At a 1978 launch party for Queen’s album Jazz, Freddie Mercury furnished a New Orleans hotel with nude waiters, snake charmers, and—according to rumor—trays of cocaine. For Mercury’s birthday in 1987, the singer drew 700 friends to Ibiza for a soiree that’s still commemorated annually on the island. At another birthday, in 1985 at a bar in Munich, he asked his guests to dress in black-and-white drag while he caroused in harlequin pants, generalissimo tassels, and no shirt. You can watch the footage, and you can wish you were there.
Yet there’s exactly one party scene in Bohemian Rhapsody, the plastic new biopic directed (mostly) by Bryan Singer. Rami Malek’s Mercury, lonely and bored, decides to invite everyone he can into his home. He’s dressed in the same epaulets as the real Mercury was at the aforementioned 1985 party, and his guests revel in all manner of costume. The only three outliers amid the fun are the other members of Queen, curly-maned and straitlaced, looking nauseated. Mercury tries to get guitarist Brian May to dance. May refuses, calls Mercury a jerk, and storms out.

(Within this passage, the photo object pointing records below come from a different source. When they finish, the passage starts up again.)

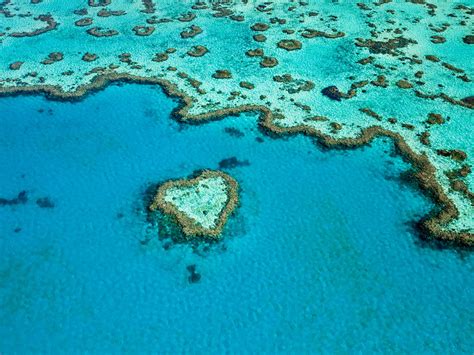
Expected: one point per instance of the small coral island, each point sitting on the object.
(200, 205)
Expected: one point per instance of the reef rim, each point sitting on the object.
(431, 226)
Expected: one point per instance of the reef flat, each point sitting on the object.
(200, 205)
(341, 72)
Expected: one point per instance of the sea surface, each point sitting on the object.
(320, 256)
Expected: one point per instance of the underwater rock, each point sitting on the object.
(260, 38)
(289, 44)
(390, 46)
(53, 57)
(191, 32)
(21, 199)
(89, 57)
(268, 62)
(51, 24)
(45, 202)
(260, 27)
(222, 74)
(232, 162)
(258, 52)
(15, 65)
(143, 30)
(86, 21)
(197, 51)
(333, 93)
(403, 84)
(469, 39)
(100, 32)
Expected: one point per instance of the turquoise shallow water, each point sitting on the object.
(319, 257)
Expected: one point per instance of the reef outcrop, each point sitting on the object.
(200, 205)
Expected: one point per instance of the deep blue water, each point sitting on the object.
(320, 256)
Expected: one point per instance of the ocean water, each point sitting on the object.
(320, 256)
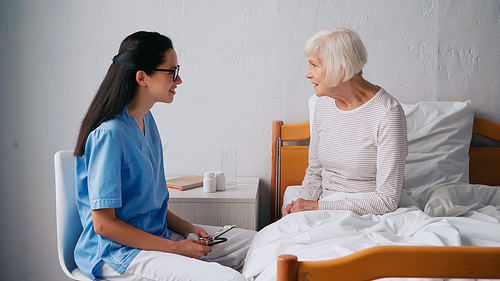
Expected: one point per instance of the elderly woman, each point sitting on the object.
(358, 143)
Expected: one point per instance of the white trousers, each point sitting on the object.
(223, 263)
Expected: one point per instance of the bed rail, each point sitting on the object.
(398, 262)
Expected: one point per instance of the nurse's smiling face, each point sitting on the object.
(161, 85)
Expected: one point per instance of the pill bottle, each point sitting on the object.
(209, 184)
(220, 179)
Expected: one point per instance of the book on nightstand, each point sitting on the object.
(185, 183)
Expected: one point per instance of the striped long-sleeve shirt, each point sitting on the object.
(361, 150)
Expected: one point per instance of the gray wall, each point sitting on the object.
(242, 67)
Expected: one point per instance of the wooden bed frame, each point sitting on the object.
(289, 163)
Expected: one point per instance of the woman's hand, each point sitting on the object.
(300, 205)
(192, 248)
(286, 211)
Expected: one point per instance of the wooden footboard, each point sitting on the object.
(289, 165)
(397, 262)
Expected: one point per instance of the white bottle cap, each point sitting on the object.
(209, 174)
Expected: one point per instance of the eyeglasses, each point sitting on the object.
(174, 71)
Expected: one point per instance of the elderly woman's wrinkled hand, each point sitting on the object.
(300, 205)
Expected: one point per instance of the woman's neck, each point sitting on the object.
(353, 93)
(138, 109)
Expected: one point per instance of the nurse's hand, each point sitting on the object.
(286, 211)
(198, 231)
(192, 248)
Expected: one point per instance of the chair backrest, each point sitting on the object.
(68, 223)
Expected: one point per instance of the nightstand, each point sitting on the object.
(237, 205)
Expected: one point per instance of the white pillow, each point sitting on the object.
(439, 135)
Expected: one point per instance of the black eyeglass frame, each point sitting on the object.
(174, 71)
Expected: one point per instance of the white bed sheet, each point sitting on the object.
(456, 214)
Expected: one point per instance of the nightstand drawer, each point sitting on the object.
(236, 205)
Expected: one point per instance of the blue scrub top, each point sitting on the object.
(122, 168)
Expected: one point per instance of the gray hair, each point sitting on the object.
(342, 53)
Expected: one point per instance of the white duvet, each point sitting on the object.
(454, 215)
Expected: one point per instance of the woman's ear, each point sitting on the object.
(141, 77)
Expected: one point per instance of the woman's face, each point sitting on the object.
(316, 73)
(161, 84)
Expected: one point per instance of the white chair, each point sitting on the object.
(68, 223)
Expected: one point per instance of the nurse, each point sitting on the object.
(122, 197)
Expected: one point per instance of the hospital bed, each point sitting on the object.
(446, 226)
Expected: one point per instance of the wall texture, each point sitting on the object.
(242, 67)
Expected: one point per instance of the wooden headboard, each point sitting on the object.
(289, 162)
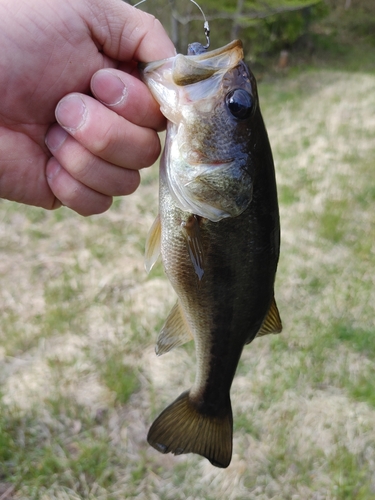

Bizarrely, the movie seems to be on May’s side. The Mercury on-screen is a bit of a jerk, not to mention frail, desperate, and easily swayed. Though it worships the singer’s panache and talent by vibrantly re-creating Mercury’s iconic performances, Bohemian Rhapsody also holds up his extravagance as something lurid and hollow. All film adaptations of reality must bend the truth, but Anthony McCarten’s script gives off the distinct impression of having been fussed with by May and Queen’s drummer, Roger Taylor, so as to polish their reputations—at the expense of Mercury’s and, on some level, in judgment of the carpe diem attitude for which he stood.